About 85% of the human world population lives in an emerging economy, where biosimilars are less-regulated or even unregulated. Taking into account the huge cost of originator biologicals, and with the growing affluence and purchasing power in these emerging countries, the market for biosimilars is expected to grow significantly in these regions for the foreseeable future.
Although exact figures are hard to obtain, some estimate that the market size for biosimilars in emerging regions may soon become equivalent or larger than the EU/US biologicals market size.
Countries in Asia and Latin America have a long tradition in local manufacturing of copies of patented biological products. While the copies are developed to the standards of that country, they do not necessarily meet the standards demanded in Europe, and are not necessarily based on a thorough comparison to an approved reference product.
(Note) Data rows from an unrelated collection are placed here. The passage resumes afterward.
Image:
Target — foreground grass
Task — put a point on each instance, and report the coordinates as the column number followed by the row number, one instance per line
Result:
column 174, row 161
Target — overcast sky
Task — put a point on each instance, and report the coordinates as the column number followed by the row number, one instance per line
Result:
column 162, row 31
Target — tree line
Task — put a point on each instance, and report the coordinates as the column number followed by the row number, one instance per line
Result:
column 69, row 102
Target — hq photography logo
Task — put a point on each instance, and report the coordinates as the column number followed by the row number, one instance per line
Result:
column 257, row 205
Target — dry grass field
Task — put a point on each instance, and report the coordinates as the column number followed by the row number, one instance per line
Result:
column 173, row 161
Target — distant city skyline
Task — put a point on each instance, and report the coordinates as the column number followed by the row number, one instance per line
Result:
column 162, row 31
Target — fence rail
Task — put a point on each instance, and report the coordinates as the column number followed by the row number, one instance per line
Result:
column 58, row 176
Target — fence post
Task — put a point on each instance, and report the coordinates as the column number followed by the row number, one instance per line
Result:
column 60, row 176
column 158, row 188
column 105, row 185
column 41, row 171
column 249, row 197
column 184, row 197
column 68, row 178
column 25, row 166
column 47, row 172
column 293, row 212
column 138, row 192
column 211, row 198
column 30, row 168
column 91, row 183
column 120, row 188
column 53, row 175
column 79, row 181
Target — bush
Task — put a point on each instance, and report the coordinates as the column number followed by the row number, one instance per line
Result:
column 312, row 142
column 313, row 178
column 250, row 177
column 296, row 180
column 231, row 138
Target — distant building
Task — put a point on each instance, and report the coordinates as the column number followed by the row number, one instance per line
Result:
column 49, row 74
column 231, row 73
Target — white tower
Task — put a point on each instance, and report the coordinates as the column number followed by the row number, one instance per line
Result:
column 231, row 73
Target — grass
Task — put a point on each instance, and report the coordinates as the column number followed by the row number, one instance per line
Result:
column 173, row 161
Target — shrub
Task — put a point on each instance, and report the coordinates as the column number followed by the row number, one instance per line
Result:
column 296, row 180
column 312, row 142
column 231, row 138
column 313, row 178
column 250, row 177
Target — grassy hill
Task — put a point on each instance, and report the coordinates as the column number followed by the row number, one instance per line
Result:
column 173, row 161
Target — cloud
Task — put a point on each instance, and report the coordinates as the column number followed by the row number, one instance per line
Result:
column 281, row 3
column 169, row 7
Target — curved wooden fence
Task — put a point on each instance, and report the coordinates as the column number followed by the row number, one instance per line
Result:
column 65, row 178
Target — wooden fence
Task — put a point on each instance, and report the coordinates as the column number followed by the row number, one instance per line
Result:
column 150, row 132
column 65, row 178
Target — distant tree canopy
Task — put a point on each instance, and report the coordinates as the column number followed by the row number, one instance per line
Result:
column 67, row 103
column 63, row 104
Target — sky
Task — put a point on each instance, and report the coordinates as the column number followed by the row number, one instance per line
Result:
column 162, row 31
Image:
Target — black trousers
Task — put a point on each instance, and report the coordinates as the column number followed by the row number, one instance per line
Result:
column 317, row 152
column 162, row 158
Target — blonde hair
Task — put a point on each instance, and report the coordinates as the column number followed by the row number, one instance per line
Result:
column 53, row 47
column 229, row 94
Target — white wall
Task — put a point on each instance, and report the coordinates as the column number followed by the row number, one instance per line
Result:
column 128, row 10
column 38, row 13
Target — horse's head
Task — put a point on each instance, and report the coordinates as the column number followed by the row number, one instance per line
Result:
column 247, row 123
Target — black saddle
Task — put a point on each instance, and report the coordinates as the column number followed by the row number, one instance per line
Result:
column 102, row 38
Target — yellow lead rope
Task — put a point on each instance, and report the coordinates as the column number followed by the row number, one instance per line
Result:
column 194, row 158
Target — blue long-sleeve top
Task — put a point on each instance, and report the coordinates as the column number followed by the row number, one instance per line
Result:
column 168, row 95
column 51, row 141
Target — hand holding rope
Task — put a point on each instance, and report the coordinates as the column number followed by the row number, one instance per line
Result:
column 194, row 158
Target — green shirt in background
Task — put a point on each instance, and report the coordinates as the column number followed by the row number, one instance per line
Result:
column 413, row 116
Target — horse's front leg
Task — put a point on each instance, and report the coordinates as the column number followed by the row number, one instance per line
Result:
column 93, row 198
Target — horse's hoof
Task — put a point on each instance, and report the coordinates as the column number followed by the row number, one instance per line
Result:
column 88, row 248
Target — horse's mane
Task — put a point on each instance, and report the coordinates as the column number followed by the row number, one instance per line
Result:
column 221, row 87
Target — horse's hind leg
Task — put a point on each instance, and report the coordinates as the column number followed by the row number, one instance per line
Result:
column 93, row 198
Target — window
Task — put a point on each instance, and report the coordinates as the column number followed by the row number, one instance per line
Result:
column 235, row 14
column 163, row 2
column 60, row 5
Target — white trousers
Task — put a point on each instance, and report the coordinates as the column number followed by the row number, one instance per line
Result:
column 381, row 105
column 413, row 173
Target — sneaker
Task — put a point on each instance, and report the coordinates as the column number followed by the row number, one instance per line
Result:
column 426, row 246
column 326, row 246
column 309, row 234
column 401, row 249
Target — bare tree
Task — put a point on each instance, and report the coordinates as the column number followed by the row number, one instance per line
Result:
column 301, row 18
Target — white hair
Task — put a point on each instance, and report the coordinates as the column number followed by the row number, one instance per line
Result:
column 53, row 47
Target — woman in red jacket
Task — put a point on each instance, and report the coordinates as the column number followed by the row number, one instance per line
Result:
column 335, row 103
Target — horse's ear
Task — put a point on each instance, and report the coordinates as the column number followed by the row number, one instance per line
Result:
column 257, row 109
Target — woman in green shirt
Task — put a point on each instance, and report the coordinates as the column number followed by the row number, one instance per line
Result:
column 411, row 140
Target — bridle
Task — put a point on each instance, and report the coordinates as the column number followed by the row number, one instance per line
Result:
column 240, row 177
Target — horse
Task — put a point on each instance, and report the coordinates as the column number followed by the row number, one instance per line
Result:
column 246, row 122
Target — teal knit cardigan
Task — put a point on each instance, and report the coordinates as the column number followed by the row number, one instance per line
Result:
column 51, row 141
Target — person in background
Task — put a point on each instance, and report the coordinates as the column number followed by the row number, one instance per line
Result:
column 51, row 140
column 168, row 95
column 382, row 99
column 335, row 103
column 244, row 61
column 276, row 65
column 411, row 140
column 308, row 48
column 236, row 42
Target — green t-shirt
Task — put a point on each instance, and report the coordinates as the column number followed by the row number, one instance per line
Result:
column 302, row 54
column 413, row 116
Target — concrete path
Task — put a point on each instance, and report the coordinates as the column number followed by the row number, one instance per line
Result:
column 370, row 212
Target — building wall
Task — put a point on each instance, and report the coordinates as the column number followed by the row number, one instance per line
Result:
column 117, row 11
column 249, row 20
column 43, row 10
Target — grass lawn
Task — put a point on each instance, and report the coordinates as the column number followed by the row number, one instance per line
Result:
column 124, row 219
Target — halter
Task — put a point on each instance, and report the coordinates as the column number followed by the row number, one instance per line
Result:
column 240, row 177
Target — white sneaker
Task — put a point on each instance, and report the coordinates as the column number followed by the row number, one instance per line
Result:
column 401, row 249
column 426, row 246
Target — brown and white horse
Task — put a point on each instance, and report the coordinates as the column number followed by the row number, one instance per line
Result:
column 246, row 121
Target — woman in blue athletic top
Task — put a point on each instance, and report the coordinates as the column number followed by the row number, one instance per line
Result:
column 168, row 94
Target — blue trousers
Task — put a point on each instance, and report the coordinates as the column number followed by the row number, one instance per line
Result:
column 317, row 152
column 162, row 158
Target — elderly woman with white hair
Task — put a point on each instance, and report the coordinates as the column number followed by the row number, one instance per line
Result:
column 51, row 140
Also, the stringent ICH (International Conference on Harmonisation) development guidelines [1], as well as Good Laboratory and Manufacturing Practice requirements necessary in highly regulated markets are not necessarily required for locally manufactured copies. However, the costs for development and registration of such locally manufactured products may be less than one tenth of the development costs for a biosimilar in highly regulated markets [2].
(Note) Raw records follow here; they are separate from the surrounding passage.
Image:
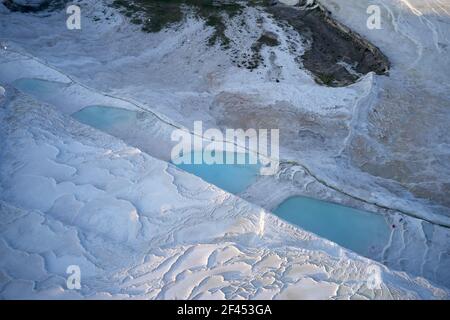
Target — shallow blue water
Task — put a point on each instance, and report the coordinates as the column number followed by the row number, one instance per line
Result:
column 38, row 87
column 106, row 118
column 233, row 178
column 360, row 231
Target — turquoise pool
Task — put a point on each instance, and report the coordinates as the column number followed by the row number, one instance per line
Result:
column 360, row 231
column 106, row 118
column 233, row 178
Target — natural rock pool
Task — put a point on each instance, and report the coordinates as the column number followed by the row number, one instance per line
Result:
column 360, row 231
column 233, row 178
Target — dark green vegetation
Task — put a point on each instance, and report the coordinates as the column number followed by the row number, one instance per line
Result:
column 155, row 15
column 333, row 48
column 45, row 5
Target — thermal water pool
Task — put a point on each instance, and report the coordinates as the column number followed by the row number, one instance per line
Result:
column 232, row 177
column 360, row 231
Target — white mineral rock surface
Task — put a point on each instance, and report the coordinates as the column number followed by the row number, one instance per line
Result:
column 140, row 228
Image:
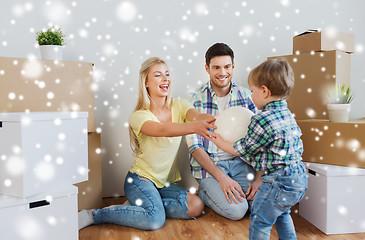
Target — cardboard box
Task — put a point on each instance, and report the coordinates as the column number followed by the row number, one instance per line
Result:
column 45, row 85
column 334, row 143
column 313, row 40
column 90, row 192
column 52, row 215
column 314, row 74
column 41, row 151
column 334, row 199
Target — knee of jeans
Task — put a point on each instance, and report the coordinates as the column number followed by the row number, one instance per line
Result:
column 236, row 211
column 156, row 222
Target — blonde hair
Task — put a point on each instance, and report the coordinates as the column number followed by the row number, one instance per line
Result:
column 276, row 75
column 144, row 98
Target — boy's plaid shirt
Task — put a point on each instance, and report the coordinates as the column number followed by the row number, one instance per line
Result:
column 205, row 101
column 272, row 140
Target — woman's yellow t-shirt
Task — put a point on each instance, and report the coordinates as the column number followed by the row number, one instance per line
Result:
column 157, row 158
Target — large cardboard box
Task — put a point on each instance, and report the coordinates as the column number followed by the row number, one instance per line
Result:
column 44, row 85
column 41, row 151
column 334, row 143
column 313, row 40
column 334, row 201
column 314, row 74
column 52, row 215
column 90, row 192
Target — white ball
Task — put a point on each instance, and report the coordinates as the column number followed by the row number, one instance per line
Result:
column 232, row 123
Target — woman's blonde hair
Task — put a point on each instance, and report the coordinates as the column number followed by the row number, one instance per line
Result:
column 144, row 98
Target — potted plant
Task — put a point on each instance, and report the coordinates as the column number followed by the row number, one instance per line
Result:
column 51, row 42
column 339, row 107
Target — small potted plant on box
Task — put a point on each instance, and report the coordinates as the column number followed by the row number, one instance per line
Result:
column 51, row 42
column 339, row 106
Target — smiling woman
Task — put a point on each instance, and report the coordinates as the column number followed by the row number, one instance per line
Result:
column 155, row 128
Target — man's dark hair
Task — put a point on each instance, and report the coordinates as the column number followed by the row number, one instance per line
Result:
column 218, row 49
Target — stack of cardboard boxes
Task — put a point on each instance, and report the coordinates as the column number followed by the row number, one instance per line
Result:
column 33, row 85
column 334, row 152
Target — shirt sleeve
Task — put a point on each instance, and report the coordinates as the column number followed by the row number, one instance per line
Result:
column 136, row 121
column 194, row 141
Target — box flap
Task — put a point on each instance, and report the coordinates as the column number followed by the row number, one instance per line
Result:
column 334, row 170
column 307, row 32
column 9, row 201
column 40, row 116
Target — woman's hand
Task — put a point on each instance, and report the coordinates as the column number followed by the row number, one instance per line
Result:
column 202, row 127
column 254, row 187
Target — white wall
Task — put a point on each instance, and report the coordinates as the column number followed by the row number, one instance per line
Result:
column 180, row 32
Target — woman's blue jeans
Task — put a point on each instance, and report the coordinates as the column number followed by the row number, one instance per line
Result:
column 281, row 190
column 149, row 205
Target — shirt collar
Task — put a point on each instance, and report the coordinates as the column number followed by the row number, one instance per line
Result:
column 275, row 105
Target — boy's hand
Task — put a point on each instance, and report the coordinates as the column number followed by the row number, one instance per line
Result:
column 202, row 128
column 217, row 140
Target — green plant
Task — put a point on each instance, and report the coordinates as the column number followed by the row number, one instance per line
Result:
column 51, row 36
column 340, row 94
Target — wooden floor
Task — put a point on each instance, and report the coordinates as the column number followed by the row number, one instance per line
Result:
column 208, row 226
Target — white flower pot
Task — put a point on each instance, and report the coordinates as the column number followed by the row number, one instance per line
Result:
column 338, row 112
column 51, row 52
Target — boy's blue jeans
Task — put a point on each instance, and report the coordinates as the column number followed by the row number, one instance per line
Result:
column 212, row 195
column 150, row 205
column 281, row 190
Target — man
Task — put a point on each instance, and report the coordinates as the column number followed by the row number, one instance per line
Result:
column 224, row 179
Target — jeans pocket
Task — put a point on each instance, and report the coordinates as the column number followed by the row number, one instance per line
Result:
column 287, row 196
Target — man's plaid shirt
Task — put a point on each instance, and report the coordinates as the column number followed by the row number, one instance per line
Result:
column 205, row 101
column 272, row 140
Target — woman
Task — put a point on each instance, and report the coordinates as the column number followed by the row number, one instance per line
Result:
column 156, row 127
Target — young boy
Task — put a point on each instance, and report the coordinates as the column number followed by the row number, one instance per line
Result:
column 274, row 148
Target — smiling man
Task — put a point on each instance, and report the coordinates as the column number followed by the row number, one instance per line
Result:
column 223, row 178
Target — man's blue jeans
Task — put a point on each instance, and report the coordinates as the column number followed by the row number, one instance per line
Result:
column 149, row 205
column 213, row 197
column 281, row 190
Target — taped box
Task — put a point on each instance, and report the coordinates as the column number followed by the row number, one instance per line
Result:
column 314, row 74
column 314, row 40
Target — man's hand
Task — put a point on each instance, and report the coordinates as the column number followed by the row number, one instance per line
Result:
column 231, row 188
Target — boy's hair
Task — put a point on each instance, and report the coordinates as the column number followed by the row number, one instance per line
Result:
column 276, row 75
column 218, row 49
Biosimilars regulations are now being established in many emerging countries. Some emerging countries, such as Korea, Turkey and Saudi Arabia, have already developed specific guidelines for biosimilar and others are in the process of developing guidelines, for example, India has recently announced the release of biosimilars guidance [3]. However, biosimilars guidelines are lacking in most emerging countries.
Geographically, the market for biologicals and biosimilars can be divided into three regions: the US, other advanced economies (Canada, EU and Japan) and emerging markets, see Figure 1. Due to the local policies and attitudes towards biosimilars, emerging economies are expected to be a major area of growth.
Figure 1: Biologicals and biosimilars use
Source: Sheppard, et al. [4]
The US accounts for most of the global spending on biologicals and, once it finalises its own guidances for biosimilars, will be a key market for biosimilars. The advanced economies have the advantage of an established framework for biosimilars but to date uptake of biosimilars has been slow, with Europe being the most advanced biosimilars market. Some of the highest growth rates for biologicals are currently seen in emerging markets, where biosimilars already exist (albeit through a looser regulatory pathway) and where much of the growth in the biosimilars market is expected to be.
Editor’s comment
As its predicted that there will be higher uptake of biosimilars in emerging markets due to local policies and attitudes towards biosimilars, please share with us this information by submitting a manuscript for peer review publication in GaBI Journal.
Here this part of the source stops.